Parker glanced down at the briefing book, which was splayed open, spine up, on Gideon’s lap. “I see you didn’t get very far,” he said, smiling with uncharacteristic affection. “You needed that sleep pretty bad.”
“Yeah. But since we’re landing soon, what I really need is for you to tell me what’s going on.”
“How much did you read about Abu Nasir?”
“No more questions, Uncle Earl. Just tell me what’s happening with my brother.”
“All right.” Parker nodded but hesitated a good ten seconds before he spoke again. “We have good intelligence that Abu Nasir is your brother.”
Gideon blinked. Unable to make sense of the words he’d just heard.

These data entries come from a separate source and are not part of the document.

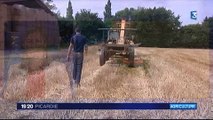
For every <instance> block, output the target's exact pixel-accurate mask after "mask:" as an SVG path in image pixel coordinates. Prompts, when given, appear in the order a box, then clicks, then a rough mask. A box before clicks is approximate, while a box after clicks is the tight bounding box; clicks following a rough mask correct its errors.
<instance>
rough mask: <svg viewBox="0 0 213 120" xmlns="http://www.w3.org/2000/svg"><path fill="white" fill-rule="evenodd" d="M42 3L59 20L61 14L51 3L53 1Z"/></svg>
mask: <svg viewBox="0 0 213 120" xmlns="http://www.w3.org/2000/svg"><path fill="white" fill-rule="evenodd" d="M42 2H43V3H44V4H45V5H46V6H47V7H48V8H49V9H50V10H51V11H52V12H53V13H54V14H55V15H56V16H57V17H58V18H61V13H60V11H59V10H58V9H57V7H56V5H55V4H54V3H53V0H42Z"/></svg>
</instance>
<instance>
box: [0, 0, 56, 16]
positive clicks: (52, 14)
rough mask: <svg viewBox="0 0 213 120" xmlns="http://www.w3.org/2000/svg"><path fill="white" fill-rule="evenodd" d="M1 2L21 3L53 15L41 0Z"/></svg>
mask: <svg viewBox="0 0 213 120" xmlns="http://www.w3.org/2000/svg"><path fill="white" fill-rule="evenodd" d="M1 3H3V4H7V5H14V4H21V5H24V6H26V7H29V8H38V9H44V10H45V11H46V12H47V13H50V14H52V15H54V14H53V12H52V11H51V10H50V9H49V8H48V7H47V6H46V5H45V4H44V3H43V2H42V1H41V0H0V4H1Z"/></svg>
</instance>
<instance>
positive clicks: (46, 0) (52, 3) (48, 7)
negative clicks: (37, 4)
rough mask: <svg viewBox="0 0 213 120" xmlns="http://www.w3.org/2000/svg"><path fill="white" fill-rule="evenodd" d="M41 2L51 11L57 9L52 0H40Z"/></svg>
mask: <svg viewBox="0 0 213 120" xmlns="http://www.w3.org/2000/svg"><path fill="white" fill-rule="evenodd" d="M42 2H44V4H45V5H46V6H47V7H48V8H49V9H50V10H51V11H55V10H57V7H56V5H55V4H54V3H53V0H42Z"/></svg>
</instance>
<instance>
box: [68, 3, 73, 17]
mask: <svg viewBox="0 0 213 120" xmlns="http://www.w3.org/2000/svg"><path fill="white" fill-rule="evenodd" d="M72 14H73V9H72V4H71V2H70V0H69V3H68V8H67V19H71V20H73V16H72Z"/></svg>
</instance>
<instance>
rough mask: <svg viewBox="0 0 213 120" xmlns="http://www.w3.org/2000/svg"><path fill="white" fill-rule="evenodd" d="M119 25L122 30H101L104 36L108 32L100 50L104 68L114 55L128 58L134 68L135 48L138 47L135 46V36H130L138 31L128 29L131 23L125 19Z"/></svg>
mask: <svg viewBox="0 0 213 120" xmlns="http://www.w3.org/2000/svg"><path fill="white" fill-rule="evenodd" d="M117 24H118V25H119V26H120V28H99V30H103V35H104V32H105V31H107V39H106V40H104V44H102V45H101V47H100V49H99V51H100V58H99V59H100V66H103V65H104V64H105V63H106V61H108V60H109V58H110V57H112V56H113V55H120V56H124V57H127V58H128V66H129V67H134V55H135V49H134V47H135V46H138V45H135V44H134V42H133V40H134V38H135V36H134V35H132V34H130V33H131V32H130V31H136V29H134V28H126V26H127V25H129V23H128V22H126V20H123V19H122V20H121V22H120V23H117Z"/></svg>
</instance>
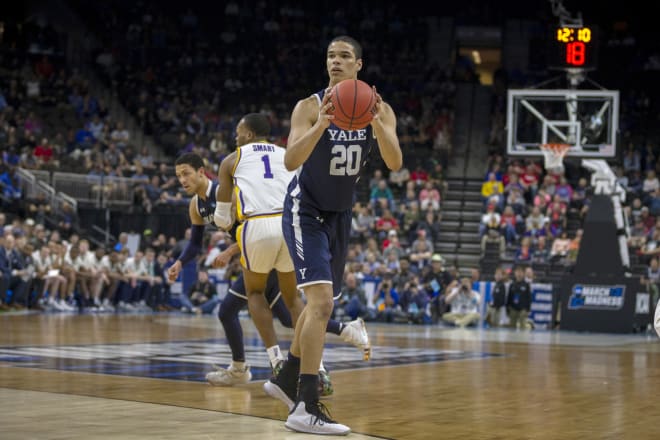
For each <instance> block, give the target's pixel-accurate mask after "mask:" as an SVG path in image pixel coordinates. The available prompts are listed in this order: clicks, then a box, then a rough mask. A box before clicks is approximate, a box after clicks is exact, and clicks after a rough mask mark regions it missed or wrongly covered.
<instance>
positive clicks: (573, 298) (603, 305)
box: [568, 284, 626, 311]
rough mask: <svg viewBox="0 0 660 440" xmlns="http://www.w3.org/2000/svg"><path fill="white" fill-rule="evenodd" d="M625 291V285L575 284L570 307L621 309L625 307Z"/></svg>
mask: <svg viewBox="0 0 660 440" xmlns="http://www.w3.org/2000/svg"><path fill="white" fill-rule="evenodd" d="M625 292H626V286H625V285H614V286H607V285H597V284H574V285H573V288H572V289H571V296H570V298H569V301H568V309H569V310H603V311H610V310H611V311H615V310H621V309H622V308H623V303H624V299H625Z"/></svg>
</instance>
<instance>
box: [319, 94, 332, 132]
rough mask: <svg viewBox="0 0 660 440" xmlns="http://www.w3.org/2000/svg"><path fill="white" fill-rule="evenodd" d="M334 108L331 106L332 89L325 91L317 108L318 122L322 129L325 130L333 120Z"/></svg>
mask: <svg viewBox="0 0 660 440" xmlns="http://www.w3.org/2000/svg"><path fill="white" fill-rule="evenodd" d="M333 111H334V106H333V105H332V89H331V88H327V89H325V94H324V95H323V100H322V101H321V105H320V107H319V118H318V122H319V123H320V124H321V125H322V126H323V127H324V128H327V127H329V126H330V122H332V120H333V119H334V118H335V116H334V114H333Z"/></svg>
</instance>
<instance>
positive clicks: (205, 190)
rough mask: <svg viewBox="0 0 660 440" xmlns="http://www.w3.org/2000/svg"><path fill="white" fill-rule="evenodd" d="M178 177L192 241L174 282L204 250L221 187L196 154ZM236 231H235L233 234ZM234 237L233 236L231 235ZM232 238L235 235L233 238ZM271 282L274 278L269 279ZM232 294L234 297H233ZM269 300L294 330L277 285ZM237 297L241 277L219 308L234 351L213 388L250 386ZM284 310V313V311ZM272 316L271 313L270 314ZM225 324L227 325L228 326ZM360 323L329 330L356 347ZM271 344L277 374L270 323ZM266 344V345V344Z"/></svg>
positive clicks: (225, 256)
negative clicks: (230, 357)
mask: <svg viewBox="0 0 660 440" xmlns="http://www.w3.org/2000/svg"><path fill="white" fill-rule="evenodd" d="M175 168H176V175H177V178H178V179H179V182H180V183H181V185H182V186H183V188H184V190H185V191H186V193H188V194H189V195H192V199H191V200H190V205H189V210H188V211H189V217H190V221H191V223H192V227H191V238H190V242H189V243H188V245H187V246H186V248H185V249H184V250H183V252H182V253H181V256H179V258H178V259H177V261H176V262H175V263H174V264H173V265H172V266H171V267H170V268H169V269H168V278H169V280H170V281H174V280H176V279H177V277H178V276H179V273H180V271H181V268H182V267H183V265H185V264H187V263H188V262H189V261H191V260H193V259H194V258H196V257H197V255H198V254H199V252H200V251H201V248H202V242H203V236H204V229H205V227H206V225H213V213H214V211H215V204H216V198H215V193H216V191H217V188H218V183H217V182H215V181H212V180H211V179H209V178H208V177H207V176H206V174H205V173H204V161H203V160H202V158H201V157H200V156H199V155H197V154H195V153H186V154H183V155H182V156H180V157H179V158H178V159H177V160H176V162H175ZM233 231H235V229H232V232H233ZM230 234H231V232H230ZM232 237H233V235H232ZM238 251H239V250H238V246H237V245H236V244H233V245H232V246H230V248H229V249H227V250H225V251H224V252H223V253H221V254H220V255H218V256H217V257H216V259H215V261H214V263H213V266H214V267H221V266H222V265H223V264H226V262H227V261H228V258H230V257H231V256H232V255H233V253H237V252H238ZM269 278H272V277H269ZM232 290H233V292H234V293H233V294H232ZM267 290H269V291H270V292H271V293H270V297H268V296H267V299H268V300H269V301H268V304H269V305H270V307H271V308H272V309H273V312H274V313H275V314H276V316H278V318H279V319H280V322H282V324H283V325H284V326H287V327H291V315H290V313H289V312H288V310H287V309H286V306H283V301H282V300H281V299H280V298H279V297H278V299H277V301H275V302H273V301H272V300H273V299H274V298H275V296H277V293H279V287H278V286H277V282H275V283H274V284H273V283H269V288H268V289H267ZM236 293H237V294H238V295H241V294H242V295H243V296H245V286H244V284H243V278H242V276H241V277H240V278H239V279H238V280H237V282H235V283H234V285H232V288H231V289H230V295H227V297H226V298H225V300H224V301H223V303H222V305H221V306H220V312H219V318H220V321H221V323H222V324H223V327H224V329H225V334H226V336H227V339H228V340H229V344H230V348H231V350H232V359H233V360H232V364H231V365H230V366H229V368H226V369H223V368H216V371H213V372H210V373H208V374H207V376H206V378H207V380H208V381H209V382H210V383H212V384H213V385H225V386H231V385H236V384H240V383H247V382H249V381H250V379H251V378H252V374H251V373H250V368H249V366H248V365H247V364H246V363H245V351H244V349H243V330H242V328H241V327H240V322H239V321H238V313H239V312H240V310H241V309H242V308H243V307H244V306H245V305H246V304H247V299H246V298H245V297H244V298H241V297H240V296H237V295H236ZM282 309H284V311H282ZM268 312H269V313H270V310H269V311H268ZM225 323H228V325H227V326H225ZM359 327H360V323H359V322H357V321H352V322H349V323H346V324H344V323H339V322H337V321H334V322H330V323H329V324H328V326H327V329H328V331H329V332H332V333H334V334H337V335H339V336H340V337H341V338H342V339H343V340H344V341H346V342H349V343H353V344H354V345H357V342H356V341H358V342H359V340H361V332H360V328H359ZM271 333H272V336H271V340H272V342H271V343H266V344H265V345H267V347H271V349H270V350H267V351H268V355H269V358H270V362H271V367H272V368H273V370H274V372H277V371H278V369H279V367H280V365H281V362H282V361H283V360H284V356H283V355H282V353H281V350H280V349H279V345H278V344H277V340H276V336H275V329H274V327H273V326H272V320H271ZM264 342H266V341H264ZM319 365H320V367H321V368H320V369H319V374H320V379H319V380H320V385H319V388H320V389H321V391H322V393H323V394H324V395H328V394H331V393H332V386H331V384H330V379H329V376H328V375H327V372H326V370H325V368H323V365H322V363H321V362H319Z"/></svg>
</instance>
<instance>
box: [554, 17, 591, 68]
mask: <svg viewBox="0 0 660 440" xmlns="http://www.w3.org/2000/svg"><path fill="white" fill-rule="evenodd" d="M593 36H594V35H593V31H592V29H591V28H589V27H568V26H562V27H559V28H556V30H555V42H556V44H557V45H559V57H558V59H556V60H555V63H556V64H558V65H559V67H573V68H581V67H592V65H593V63H594V60H593V59H592V58H594V56H593V55H592V51H593V49H592V45H593V44H594V38H593Z"/></svg>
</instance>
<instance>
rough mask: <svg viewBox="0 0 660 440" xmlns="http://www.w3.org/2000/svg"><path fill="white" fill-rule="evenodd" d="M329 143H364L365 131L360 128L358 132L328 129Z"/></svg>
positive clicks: (361, 128)
mask: <svg viewBox="0 0 660 440" xmlns="http://www.w3.org/2000/svg"><path fill="white" fill-rule="evenodd" d="M328 133H329V134H330V140H331V141H364V140H366V139H367V129H366V128H361V129H359V130H351V131H347V130H333V129H330V128H329V129H328Z"/></svg>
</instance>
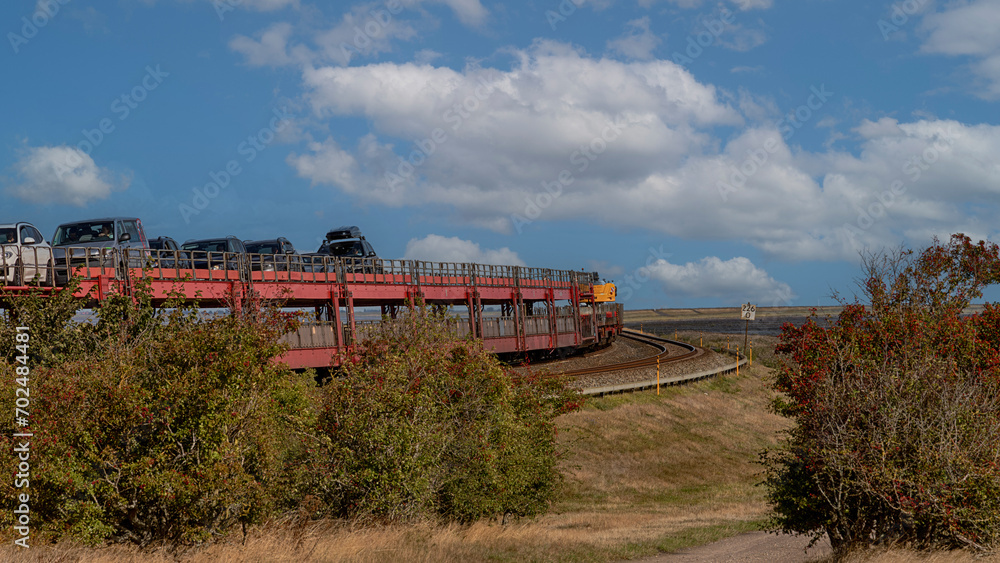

Parker dropped his shoulder;
Parker allowed Gideon to absorb this before continuing. “I know it sounds insane. I’m still trying to get my own head around it.”
“How good is this intelligence?”
“Very,” Parker said, then handed Gideon a photo from the pocket of his briefing book. Behind the CLASSIFIED stencil was a grainy surveillance photo of a bearded man who was clearly unaware that he was being photographed, focused instead on someone or something out of the frame. The features behind the beard resembled Tillman’s, yet it was not him at all. The hot anger that had once animated his eyes was now extinguished, replaced by an icy and far more lethal indifference.
“This is Tillman?”
Parker nodded. “It was taken a little over a month ago.”
Studying the face of the stranger reminded Gideon of why he’d decided not to follow Tillman into the army and had gone to college instead. Gideon knew that his brother’s reasons were more pragmatic than patriotic. He’d enlisted in order to avoid serving time for a street brawl during which he’d almost killed a man five inches taller and a hundred pounds heavier than he was. The man was left in such rough shape that the D.A. tried to bump the charges from assault and battery to attempted murder. Because of Uncle Earl’s well-connected intervention, Tillman managed to avoid prison, and found himself in the army. He thrived as a soldier and was quickly promoted to the most elite ranks of the Special Forces. He’d finally found a way to channel the anger and the violence that had always run through him like a live wire. As angry as Tillman had once been, though, Gideon couldn’t bring himself to believe Parker’s story.